They retrospectively reviewed 13 MRI examinations of six women and two men with ICI-induced inflammatory arthritis and an underlying cancer diagnosis, who were treated at the National Institutes of Health Clinical Center between 2016 and 2019.
Patients underwent MRI examinations of the hands, wrists, knees, or ankles to investigate a variety of musculoskeletal concerns that developed at a median of 10 weeks after initiating ICI treatment with pembrolizumab (n=2), nivolumab (n=2), bintrafusp alfa (n=2), avelumab (n=2), or nivolumab plus ipilimumab (n=1).
A clinical evaluation by a rheumatology consultant identified minimal to moderate synovitis or tenosynovitis “determined to be clinically secondary to inflammatory disease rather than degenerative disease” in all eight patients, report Gupta and co-researchers. Six patients were diagnosed with polyarticular symmetric arthritis predominantly involving the small joints, while two patients had oligoarticular arthritis involving a large joint.
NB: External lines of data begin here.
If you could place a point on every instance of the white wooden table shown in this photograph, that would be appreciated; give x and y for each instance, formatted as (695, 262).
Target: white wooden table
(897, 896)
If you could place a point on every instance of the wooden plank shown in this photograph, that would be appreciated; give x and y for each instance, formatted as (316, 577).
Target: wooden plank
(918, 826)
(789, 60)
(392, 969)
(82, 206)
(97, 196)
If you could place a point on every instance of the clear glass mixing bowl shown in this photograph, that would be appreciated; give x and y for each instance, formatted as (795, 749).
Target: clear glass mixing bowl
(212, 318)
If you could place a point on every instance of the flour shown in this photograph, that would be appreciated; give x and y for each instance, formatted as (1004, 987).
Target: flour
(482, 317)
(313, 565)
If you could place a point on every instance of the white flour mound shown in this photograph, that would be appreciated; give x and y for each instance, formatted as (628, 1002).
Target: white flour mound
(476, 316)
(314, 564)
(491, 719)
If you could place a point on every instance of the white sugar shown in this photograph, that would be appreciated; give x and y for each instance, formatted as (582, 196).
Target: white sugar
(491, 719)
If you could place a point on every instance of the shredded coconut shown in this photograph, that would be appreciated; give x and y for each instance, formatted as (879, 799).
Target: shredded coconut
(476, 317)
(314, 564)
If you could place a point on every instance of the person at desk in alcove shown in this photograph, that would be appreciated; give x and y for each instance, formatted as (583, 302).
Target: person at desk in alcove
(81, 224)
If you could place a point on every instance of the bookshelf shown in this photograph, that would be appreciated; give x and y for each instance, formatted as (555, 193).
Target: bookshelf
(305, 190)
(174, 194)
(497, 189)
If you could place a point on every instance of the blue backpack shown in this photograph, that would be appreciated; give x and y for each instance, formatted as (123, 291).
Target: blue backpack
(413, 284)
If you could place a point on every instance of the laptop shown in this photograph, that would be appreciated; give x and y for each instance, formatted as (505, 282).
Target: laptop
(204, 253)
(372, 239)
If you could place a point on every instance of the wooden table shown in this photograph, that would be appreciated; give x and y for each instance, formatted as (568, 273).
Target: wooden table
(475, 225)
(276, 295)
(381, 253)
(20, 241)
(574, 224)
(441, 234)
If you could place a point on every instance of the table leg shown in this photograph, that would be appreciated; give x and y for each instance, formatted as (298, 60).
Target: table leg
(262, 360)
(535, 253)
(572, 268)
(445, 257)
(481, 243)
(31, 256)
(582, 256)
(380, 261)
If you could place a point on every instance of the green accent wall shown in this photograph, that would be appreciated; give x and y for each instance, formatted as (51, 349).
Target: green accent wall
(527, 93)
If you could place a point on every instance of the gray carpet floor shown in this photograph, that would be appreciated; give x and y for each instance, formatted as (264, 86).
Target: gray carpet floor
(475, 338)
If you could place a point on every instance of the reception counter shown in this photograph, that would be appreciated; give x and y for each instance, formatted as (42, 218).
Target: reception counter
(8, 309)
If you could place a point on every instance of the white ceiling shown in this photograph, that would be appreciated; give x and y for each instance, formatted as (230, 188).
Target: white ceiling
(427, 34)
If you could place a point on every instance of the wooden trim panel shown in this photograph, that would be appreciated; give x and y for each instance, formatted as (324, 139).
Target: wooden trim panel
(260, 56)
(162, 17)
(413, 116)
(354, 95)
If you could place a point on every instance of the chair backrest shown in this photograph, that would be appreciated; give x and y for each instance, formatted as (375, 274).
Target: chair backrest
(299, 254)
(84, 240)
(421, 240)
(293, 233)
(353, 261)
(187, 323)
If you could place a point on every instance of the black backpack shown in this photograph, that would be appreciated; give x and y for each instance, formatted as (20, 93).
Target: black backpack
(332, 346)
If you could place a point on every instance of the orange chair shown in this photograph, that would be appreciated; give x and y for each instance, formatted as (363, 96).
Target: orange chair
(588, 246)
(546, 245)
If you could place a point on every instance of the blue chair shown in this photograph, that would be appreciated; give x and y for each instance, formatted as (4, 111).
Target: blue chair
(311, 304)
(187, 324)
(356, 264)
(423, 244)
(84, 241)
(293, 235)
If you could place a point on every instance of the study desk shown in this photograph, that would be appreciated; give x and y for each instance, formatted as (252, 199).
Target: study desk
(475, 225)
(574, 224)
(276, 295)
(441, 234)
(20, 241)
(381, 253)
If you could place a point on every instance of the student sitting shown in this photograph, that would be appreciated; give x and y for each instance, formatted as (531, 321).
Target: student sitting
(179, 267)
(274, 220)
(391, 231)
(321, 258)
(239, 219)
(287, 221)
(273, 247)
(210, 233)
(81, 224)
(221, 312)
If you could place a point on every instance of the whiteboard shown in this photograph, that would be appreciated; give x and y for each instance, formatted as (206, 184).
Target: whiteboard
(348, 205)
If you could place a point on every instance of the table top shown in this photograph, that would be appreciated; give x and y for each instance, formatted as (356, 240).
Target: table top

Subsequent MRI scans of the hands and wrists revealed tenosynovitis in five patients, three of whom also had synovitis, while three patients had erosions, and one additionally had bone marrow edema, with the latter features indicative of “early damage,” note the researchers.
Both patients with large joint involvement showed the presence of effusions and synovial thickening on the MRI examinations, with one patient additionally displaying tenosynovitis in the ankle.
The majority of patients (n=6) discontinued ICI treatment due to musculoskeletal complications, disease progression, or immune-related adverse events.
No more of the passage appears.